By now everyone in HR knows the line — it’s recited like a mantra: people don’t leave companies, they leave their managers. So finding good managers is an essential component of staffing strategies, an integral part of the quest to become an employer of choice.

But management experts still contend that while employers may in fact be looking for good managers, they often aren’t looking in the right places. Why? Because there is a basic misunderstanding about what a good manager looks like.

There are still many cases where an employee is rewarded for great performance with a promotion into management, said Brendan Nagle, who teaches management development at colleges and universities.

Sometimes the company gets lucky and the new manager thrives. But too often the employee is completely unsuited for management. Not only does the company take a great employee away from where he was doing great work, it also puts him in a position that impedes the performance of other employees as well.

“Management is a learned skill but what happens too often is that nobody actually gets the opportunity to learn it,” he said. Instead people are promoted and left on their own to find their way. Some develop metaphors to interpret their situation, he said; they think of the office as a home, their employees are family members and the second in command a partner. That’s not helpful to anyone, he said, because it leaves managers treating employees like children. There is a technology to managing that involves collecting numbers and communicating expectations. Almost anyone can do it but they have to be taught.

Much of what it takes to be a great manager can be taught, agreed Norm Trainor, CEO of the training company, The Covenant Group. But first, it takes a certain kind of person with a unique set of personal values. In most instances, HR looks for things like integrity, honesty and a proclivity for teamwork. These are important, he said, but to be successful, a manager has to value the development and success of employees.

“In a management role you often have to subordinate your own ego and put your people at the centre,” he said.

In some cases, those values are absent in star employees. In sales, for example, success often stems from a high ego drive and the need for recognition. These types of people will not make good managers because, for the most part, people don’t change their values, he said.

Good managers take pleasure in seeing other people grow and shine. That can’t be taught, he said. But once that is there, anyone can be trained to be a good manager — though it often isn’t taught right.

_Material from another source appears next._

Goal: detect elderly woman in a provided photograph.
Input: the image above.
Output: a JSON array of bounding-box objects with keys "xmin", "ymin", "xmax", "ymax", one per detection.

Trainor also said management is a discipline with skills and a body of knowledge as well-defined as any science. “By an large most organizations don’t view it as a science, they view it as an art.”

That basic misunderstanding explains many organizational performance problems, he said. Often when employee’s performance disappointing, the employee is blamed, but more often than not, it’s a management issue.

For example, a fundamental manager responsibility is the assignment of work. But many managers don’t know the correct way to assign work, said Trainor. They give an employee a job to do, but don’t establish the context so that first, the employee knows why he has to do it but also the employee has to be clear on what is expected of him and that he has the resources to do it. Without that, the employee doesn’t have what he needs to do the job, said Trainor.

Nagle agreed that communication between manager and employee is critical for success.

“Managers aren’t bad managers because they want to be bad managers. They are bad managers because they expect people to be able to read their minds,” he said.

In many cases, managers have an idea of what it will take for the employee to do a good job, but they never tell them what it is.

Managers not only have to be taught how, but what to communicate. The key is to turn employee data on performance into constructive feedback, Nagle said.

“The only way you can give a manager something to say is to give them a way to collect data on employees. They have to be able to describe what they want employees to do, and give them training and feedback on performance.”